Compression Strategies

Gilial compresses vectors using TurboQuant — a random-rotation scalar quantisation algorithm. Instead of deleting vectors, it reduces each vector’s storage footprint by lowering the number of bits used per dimension. All vectors are retained; only their precision changes.

Named Strategies

Balanced (default)

4 bits per dimension, ~8× compression. The safe production default.

result = client.compress(strategy="balanced", dry_run=False)

Property	Value
Bits/dim	4
Compression ratio	~8×
Typical recall@10	≥ 98%
Use case	Production, safety-first

Aggressive

2 bits per dimension, ~16× compression. Maximum savings.

result = client.compress(strategy="aggressive", dry_run=False)

Property	Value
Bits/dim	2
Compression ratio	~16×
Typical recall@10	≥ 93%
Use case	Cost optimisation, non-critical indexes

Always validate recall when using Aggressive on production:

result = client.compress(
    strategy="aggressive",
    dry_run=False,
    validate_recall=True,
    recall_n_queries=200,
)
print(result.recall)

High Quality

6 bits per dimension, ~5× compression. Near-lossless.

result = client.compress(strategy="high_quality", dry_run=False)

Property	Value
Bits/dim	6
Compression ratio	~5×
Typical recall@10	≥ 99.5%
Use case	Sensitive indexes, fine-tuned models

Custom Bit Depth

Override the strategy default with bits_per_dim (2–8).

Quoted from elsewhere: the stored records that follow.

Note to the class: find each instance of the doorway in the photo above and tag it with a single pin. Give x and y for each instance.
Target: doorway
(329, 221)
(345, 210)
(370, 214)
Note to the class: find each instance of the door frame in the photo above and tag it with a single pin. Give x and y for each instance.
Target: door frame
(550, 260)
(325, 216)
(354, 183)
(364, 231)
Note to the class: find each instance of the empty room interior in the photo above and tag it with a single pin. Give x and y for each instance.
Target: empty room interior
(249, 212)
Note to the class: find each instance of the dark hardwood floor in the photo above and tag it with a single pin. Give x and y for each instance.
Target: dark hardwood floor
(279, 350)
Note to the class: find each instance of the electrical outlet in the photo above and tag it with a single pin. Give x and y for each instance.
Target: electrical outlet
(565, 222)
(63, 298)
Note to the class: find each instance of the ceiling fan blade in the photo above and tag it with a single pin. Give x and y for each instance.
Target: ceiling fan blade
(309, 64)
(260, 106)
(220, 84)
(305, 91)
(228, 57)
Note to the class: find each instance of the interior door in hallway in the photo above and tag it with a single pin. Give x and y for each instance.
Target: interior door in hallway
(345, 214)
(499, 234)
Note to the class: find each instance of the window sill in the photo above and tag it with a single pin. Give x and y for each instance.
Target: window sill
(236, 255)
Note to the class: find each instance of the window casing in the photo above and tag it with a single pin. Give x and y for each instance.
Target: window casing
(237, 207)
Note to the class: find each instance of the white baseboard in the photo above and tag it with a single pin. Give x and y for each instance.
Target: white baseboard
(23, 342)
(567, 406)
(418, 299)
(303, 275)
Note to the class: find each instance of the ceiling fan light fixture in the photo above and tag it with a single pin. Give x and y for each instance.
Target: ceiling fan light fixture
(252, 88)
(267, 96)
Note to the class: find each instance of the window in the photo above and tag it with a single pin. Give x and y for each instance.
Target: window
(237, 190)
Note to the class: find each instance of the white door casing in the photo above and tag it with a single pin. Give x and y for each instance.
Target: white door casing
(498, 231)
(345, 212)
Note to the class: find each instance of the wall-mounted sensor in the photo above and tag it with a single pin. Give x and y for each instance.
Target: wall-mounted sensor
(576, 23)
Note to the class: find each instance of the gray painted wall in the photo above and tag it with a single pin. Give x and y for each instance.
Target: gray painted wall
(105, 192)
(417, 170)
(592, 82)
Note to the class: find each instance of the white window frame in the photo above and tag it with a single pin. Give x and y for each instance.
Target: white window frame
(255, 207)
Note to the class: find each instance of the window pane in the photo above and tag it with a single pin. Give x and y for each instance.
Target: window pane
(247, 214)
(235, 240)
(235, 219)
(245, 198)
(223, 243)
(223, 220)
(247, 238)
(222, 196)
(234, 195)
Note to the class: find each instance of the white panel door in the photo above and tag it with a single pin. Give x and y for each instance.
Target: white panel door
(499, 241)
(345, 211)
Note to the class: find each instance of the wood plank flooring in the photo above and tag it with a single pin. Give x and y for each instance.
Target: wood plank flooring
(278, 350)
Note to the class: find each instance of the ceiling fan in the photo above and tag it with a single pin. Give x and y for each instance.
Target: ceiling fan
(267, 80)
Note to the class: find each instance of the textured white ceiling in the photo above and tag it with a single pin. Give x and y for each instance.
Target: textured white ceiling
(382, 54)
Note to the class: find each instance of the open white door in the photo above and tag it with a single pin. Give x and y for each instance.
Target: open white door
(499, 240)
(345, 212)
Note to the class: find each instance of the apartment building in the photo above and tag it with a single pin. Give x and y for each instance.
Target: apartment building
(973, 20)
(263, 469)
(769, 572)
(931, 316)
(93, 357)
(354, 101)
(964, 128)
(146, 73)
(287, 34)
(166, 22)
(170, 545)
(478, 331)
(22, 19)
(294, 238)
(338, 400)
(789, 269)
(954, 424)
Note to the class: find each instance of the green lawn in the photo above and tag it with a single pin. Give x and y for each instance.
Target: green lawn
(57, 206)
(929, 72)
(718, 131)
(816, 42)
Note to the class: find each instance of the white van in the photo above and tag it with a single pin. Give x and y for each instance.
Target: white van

Useful when you want something between two named strategies.

# Between balanced (4) and high_quality (6)
result = client.compress(bits_per_dim=5, dry_run=False)

# Or combine with a named strategy as a starting point
result = client.compress(strategy="aggressive", bits_per_dim=3, dry_run=False)

How TurboQuant Works

Random rotation — vectors are multiplied by a seeded random orthogonal matrix, spreading energy evenly across dimensions
Scalar quantisation — each rotated dimension is quantised to N bits
Optional QJL correction — a 1-bit residual stage (enabled by default on Balanced and High Quality) improves reconstruction accuracy
Decode to float32 — vectors are decoded back before upserting so the index stays compatible with existing query infrastructure

The precision loss from quantisation is the compression mechanism. No vectors are deleted.

Choosing a Strategy

Need maximum savings and can tolerate minor quality loss?
  → aggressive (2-bit)

Running production queries where quality matters most?
  → high_quality (6-bit)

Everything else?
  → balanced (4-bit)  ← start here

Want fine-grained control?
  → bits_per_dim=N

Always use validate_recall=True before committing to aggressive quantisation on a production index.